The sheer size and thick skin of an adult of the species deters many smaller predators, but younger fish are vulnerable to predation by bluefin tuna and mahi mahi. Adults are consumed by sea lions, orca, and sharks. Sea lions appear to hunt sunfish for sport, tearing the fins off, tossing the body around, and then simply abandoning the still-living but helpless fish to die on the seafloor.
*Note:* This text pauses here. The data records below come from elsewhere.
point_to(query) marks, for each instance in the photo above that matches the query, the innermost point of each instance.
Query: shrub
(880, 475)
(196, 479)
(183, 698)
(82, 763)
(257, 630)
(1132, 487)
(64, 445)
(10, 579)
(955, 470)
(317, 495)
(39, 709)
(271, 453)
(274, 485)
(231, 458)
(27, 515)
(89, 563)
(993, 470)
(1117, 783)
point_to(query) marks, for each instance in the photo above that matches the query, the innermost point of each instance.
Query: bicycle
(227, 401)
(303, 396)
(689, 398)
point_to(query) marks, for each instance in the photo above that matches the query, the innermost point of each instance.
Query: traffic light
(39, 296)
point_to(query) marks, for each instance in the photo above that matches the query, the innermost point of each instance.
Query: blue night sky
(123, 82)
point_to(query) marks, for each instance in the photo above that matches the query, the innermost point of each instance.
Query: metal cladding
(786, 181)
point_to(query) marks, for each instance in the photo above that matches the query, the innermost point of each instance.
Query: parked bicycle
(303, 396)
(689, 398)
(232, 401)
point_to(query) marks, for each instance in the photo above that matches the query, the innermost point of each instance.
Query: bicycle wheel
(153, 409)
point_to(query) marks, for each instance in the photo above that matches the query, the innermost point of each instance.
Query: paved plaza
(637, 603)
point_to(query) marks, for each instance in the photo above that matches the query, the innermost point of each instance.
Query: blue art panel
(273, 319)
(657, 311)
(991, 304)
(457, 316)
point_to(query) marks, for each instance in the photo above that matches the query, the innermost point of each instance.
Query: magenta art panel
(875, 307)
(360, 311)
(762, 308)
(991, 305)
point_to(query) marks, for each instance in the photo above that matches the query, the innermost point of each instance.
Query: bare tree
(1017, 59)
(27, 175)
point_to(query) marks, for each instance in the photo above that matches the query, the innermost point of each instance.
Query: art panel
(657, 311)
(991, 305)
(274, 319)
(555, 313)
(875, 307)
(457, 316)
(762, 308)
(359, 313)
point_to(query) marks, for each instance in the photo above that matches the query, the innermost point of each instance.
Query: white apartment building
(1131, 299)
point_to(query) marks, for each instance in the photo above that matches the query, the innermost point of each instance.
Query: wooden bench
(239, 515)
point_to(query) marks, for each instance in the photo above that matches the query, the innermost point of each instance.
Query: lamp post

Newly hatched sunfish larvae are only 2.5 mm (0.1 in) long and weigh a fraction of a gram. They grow to become fry, and those which survive grow many millions of times their original size before reaching adult proportions. Sunfish fry, with large pectoral fins, a tail fin, and body spines uncharacteristic of adult sunfish, resemble miniature pufferfish, their close relatives. Young sunfish school for protection, but this behavior is abandoned as they grow. By adulthood, they have the potential to grow more than 60 million times their birth size, arguably the most extreme size growth of any vertebrate animal.

Feeding

The diet of the ocean sunfish was formerly thought to consist primarily of various jellyfish. However, genetic analysis reveals that sunfish are actually generalist predators that consume largely small fishes, fish larvae, squid, and crustaceans, with jellyfish and salps making up only around 15% of the diet. Occasionally they will ingest eel grass. This range of food items indicates that the sunfish feeds at many levels, from the surface to deep water, and occasionally down to the seafloor in some areas.